I suggested she get the answers to these questions before giving her feedback:

  1. How are things going for you here? (Listen intently. Then, without defensiveness, repeat back what you heard to make sure you got it. Take notes.)
  2. Do you have the skills you need to do your job successfully every time? (Listen, and take notes).
  3. Are you meeting the people you hoped to meet, developing the skills you hoped to develop, and enjoying your experience here? If not, how can I help? (Listen, and take notes. Stay focused on listening.)
  4. If you closed your eyes right now, and it was suddenly three years down the road, what would you like to be able to say you did? What skills, experiences, and connections would you like to acquire in the next six months? (Listen, and take lots of notes. Even “I don’t know” is worth noting. Follow it up with, “If you did know…”)
  5. What do you do exceptionally well in your current role? Where do you struggle the most and why? (Please… Listen, and take notes. Assumptions kill these conversations.)

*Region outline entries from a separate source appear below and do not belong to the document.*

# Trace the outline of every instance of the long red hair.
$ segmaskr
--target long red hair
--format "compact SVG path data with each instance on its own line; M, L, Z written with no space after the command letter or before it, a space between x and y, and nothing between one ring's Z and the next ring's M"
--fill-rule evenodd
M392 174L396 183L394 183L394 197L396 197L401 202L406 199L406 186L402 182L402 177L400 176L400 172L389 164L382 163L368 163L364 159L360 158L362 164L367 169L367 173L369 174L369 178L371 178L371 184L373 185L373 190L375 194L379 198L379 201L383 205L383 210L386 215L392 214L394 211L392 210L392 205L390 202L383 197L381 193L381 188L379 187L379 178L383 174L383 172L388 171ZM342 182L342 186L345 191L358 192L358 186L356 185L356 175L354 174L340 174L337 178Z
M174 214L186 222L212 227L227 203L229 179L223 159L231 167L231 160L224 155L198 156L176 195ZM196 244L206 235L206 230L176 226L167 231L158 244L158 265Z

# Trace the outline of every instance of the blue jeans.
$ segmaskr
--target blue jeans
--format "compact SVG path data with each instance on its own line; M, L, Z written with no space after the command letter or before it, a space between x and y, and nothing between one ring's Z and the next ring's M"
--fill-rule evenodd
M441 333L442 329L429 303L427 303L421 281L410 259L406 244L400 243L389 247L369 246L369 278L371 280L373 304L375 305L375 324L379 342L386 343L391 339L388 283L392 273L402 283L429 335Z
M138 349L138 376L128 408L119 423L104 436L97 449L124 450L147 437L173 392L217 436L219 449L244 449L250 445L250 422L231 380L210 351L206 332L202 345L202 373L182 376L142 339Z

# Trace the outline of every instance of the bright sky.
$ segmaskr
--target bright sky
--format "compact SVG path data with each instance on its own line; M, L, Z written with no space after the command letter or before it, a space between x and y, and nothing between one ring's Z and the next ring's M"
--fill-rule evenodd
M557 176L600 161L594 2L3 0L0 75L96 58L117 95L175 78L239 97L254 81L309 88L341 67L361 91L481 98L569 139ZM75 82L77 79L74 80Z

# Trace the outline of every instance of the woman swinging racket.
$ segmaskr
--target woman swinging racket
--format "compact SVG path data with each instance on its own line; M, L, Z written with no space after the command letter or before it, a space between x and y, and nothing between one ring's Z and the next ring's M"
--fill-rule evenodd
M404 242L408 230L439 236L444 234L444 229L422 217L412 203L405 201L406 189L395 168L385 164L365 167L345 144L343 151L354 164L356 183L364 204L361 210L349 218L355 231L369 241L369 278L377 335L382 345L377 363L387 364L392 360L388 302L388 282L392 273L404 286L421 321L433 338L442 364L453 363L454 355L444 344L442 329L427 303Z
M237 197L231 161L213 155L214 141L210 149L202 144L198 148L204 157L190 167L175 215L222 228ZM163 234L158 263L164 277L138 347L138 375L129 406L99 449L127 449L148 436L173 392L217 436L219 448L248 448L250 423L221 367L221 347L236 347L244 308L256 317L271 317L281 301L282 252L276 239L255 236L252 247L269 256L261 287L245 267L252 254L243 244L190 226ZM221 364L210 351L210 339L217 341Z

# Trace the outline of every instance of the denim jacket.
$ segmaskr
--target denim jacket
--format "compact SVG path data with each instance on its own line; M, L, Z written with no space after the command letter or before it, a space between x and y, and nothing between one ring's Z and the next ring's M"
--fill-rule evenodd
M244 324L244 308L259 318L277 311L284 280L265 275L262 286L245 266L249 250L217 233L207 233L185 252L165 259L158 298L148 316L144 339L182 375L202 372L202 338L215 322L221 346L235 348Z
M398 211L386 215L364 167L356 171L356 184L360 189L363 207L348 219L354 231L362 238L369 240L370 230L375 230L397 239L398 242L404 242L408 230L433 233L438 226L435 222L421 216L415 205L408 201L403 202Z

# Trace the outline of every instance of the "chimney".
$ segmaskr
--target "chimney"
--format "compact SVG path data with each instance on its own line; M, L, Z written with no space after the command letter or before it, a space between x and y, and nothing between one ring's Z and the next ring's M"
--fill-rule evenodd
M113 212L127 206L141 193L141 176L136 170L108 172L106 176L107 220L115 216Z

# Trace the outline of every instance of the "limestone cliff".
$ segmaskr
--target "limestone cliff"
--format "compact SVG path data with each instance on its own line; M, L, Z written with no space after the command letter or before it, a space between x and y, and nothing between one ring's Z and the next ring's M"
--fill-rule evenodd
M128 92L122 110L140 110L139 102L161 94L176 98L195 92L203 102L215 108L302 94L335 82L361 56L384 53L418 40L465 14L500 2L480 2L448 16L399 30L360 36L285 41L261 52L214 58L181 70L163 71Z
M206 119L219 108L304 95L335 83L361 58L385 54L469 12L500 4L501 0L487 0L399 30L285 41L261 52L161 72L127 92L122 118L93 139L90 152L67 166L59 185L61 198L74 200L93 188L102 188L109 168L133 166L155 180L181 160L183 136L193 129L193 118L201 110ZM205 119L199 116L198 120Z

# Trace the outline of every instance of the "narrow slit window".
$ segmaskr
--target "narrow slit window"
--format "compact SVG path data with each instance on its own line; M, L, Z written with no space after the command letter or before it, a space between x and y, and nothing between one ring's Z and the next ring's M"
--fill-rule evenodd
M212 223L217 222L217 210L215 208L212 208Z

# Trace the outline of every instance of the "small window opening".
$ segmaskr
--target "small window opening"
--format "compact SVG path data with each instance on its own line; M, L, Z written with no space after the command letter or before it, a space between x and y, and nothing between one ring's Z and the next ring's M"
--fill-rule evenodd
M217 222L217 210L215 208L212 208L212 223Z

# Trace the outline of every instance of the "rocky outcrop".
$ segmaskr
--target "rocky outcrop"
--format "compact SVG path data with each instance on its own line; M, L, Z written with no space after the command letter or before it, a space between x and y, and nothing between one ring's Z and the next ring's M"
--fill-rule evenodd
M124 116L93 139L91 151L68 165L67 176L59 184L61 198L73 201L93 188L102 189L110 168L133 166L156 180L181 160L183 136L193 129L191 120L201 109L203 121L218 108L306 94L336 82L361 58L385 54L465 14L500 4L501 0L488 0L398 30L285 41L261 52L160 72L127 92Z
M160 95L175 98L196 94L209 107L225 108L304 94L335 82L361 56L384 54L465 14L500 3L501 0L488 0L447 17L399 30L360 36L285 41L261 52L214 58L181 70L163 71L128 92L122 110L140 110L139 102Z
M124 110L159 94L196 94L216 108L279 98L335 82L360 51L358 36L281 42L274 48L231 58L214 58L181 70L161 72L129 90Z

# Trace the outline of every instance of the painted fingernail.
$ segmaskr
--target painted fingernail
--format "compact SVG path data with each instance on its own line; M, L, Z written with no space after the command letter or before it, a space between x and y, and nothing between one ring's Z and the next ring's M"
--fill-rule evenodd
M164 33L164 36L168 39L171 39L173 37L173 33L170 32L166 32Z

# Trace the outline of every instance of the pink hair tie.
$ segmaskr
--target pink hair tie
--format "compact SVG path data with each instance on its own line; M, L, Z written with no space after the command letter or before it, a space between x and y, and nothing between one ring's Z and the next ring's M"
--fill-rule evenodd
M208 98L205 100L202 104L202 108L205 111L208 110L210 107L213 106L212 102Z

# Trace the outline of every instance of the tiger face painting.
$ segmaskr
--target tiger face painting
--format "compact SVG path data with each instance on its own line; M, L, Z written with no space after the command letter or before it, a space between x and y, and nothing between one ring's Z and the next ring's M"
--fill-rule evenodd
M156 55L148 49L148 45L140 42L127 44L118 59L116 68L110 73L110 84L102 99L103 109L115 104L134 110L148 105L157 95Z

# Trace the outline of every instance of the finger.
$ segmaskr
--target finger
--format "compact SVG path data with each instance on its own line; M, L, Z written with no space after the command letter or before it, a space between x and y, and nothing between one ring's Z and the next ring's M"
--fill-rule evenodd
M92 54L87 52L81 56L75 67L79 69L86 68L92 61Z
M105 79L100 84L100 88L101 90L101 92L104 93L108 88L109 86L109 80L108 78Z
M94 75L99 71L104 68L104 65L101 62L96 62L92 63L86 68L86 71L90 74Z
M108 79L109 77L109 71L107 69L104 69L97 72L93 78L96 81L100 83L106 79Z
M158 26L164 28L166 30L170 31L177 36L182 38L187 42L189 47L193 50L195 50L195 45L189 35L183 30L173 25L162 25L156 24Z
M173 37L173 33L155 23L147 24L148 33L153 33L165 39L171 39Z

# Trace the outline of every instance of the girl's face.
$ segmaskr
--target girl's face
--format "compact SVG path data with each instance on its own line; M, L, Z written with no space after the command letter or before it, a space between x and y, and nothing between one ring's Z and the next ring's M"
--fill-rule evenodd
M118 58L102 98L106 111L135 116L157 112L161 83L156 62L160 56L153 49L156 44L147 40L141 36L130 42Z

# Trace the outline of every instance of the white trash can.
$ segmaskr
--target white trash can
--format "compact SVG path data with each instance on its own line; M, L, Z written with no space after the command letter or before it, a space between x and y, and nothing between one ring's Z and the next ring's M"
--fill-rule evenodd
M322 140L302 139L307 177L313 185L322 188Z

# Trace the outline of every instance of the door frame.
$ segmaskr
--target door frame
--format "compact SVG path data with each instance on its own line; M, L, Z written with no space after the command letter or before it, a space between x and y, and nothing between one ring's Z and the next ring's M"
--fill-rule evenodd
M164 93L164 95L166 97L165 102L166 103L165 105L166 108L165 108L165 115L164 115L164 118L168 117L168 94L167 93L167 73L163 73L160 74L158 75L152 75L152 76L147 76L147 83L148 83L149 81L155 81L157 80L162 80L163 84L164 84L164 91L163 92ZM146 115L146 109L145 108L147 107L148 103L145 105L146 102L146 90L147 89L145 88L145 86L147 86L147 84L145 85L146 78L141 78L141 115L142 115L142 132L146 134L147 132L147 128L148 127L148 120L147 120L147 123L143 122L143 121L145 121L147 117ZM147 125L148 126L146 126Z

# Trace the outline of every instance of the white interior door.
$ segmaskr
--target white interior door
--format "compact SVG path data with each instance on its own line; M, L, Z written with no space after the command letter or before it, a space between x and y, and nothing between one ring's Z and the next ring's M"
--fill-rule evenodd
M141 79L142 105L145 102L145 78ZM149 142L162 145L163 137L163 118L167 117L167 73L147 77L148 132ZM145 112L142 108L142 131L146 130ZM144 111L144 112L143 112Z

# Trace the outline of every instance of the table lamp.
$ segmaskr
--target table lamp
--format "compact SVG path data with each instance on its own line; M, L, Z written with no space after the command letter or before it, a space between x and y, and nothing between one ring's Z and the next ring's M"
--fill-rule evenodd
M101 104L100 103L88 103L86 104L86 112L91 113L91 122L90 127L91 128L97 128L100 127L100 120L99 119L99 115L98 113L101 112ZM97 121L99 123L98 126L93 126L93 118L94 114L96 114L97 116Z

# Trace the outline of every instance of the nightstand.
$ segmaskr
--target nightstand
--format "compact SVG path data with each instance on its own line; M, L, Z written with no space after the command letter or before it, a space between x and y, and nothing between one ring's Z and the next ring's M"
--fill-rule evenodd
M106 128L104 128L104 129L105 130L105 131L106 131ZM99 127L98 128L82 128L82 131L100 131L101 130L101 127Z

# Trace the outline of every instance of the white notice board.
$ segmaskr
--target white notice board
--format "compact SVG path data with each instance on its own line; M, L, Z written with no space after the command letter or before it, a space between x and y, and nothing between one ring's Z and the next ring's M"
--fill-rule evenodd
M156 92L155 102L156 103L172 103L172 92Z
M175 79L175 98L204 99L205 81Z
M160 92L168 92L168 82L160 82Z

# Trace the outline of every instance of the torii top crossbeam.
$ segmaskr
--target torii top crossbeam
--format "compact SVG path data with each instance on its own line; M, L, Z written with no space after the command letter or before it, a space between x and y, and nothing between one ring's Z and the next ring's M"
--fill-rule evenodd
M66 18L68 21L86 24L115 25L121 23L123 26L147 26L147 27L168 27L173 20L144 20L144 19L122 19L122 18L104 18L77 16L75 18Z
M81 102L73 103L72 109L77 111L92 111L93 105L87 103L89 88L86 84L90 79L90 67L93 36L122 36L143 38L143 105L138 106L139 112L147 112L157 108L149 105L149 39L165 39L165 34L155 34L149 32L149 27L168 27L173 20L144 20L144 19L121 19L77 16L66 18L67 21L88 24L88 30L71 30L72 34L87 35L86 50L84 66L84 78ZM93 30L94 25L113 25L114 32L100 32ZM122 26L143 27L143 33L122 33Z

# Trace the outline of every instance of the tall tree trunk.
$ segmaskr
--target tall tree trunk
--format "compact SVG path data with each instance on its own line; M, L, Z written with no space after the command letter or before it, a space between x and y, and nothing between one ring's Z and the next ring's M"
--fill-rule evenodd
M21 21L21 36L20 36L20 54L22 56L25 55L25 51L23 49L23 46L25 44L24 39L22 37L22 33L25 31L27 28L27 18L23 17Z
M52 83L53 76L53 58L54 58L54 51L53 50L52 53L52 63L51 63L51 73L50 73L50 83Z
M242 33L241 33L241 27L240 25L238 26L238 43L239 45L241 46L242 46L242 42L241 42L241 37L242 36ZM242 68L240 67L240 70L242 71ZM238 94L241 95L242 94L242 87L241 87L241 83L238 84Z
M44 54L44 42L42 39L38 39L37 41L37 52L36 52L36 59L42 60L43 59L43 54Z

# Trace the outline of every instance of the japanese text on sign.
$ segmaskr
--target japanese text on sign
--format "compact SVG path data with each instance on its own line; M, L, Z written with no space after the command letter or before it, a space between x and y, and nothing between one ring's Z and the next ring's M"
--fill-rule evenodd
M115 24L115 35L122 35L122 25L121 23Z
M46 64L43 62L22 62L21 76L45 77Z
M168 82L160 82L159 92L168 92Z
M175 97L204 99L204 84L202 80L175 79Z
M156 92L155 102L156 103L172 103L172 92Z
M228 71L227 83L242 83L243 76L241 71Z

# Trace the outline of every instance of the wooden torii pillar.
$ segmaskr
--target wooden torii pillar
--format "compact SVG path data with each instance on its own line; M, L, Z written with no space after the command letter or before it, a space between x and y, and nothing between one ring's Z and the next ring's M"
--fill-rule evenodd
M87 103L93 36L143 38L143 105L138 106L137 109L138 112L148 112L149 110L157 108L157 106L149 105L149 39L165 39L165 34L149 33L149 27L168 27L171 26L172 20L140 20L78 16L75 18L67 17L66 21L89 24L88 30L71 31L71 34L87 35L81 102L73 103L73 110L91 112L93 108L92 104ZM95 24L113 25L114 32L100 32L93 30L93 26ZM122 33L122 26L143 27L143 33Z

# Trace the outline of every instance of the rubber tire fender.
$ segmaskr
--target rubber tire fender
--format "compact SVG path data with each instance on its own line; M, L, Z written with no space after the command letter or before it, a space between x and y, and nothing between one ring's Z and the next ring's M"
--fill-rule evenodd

Once you’ve had this conversation authentically, you’ll know what you need to do to help employees succeed in their career.

For Gale, that may mean helping her find an opportunity with another employer. Or, Tammy may respond positively to the wake-up call and start completing her work on time.

After going through the questions above, you’ll have the foundation of trust necessary to provide guidance that gets results. Here are the three most critical elements to giving constructive feedback: consistently seek it (receiving teaches you how to give generously), timeliness (providing feedback as close to the problematic moment as possible builds trust), and specificity (what you did, and what you could do differently).

Whatever you do, don’t fire someone until you 1) know the answers to those questions, 2) help them advance in their career, and 3) share your own future aspirations and challenges. This is the good stuff of any relationship.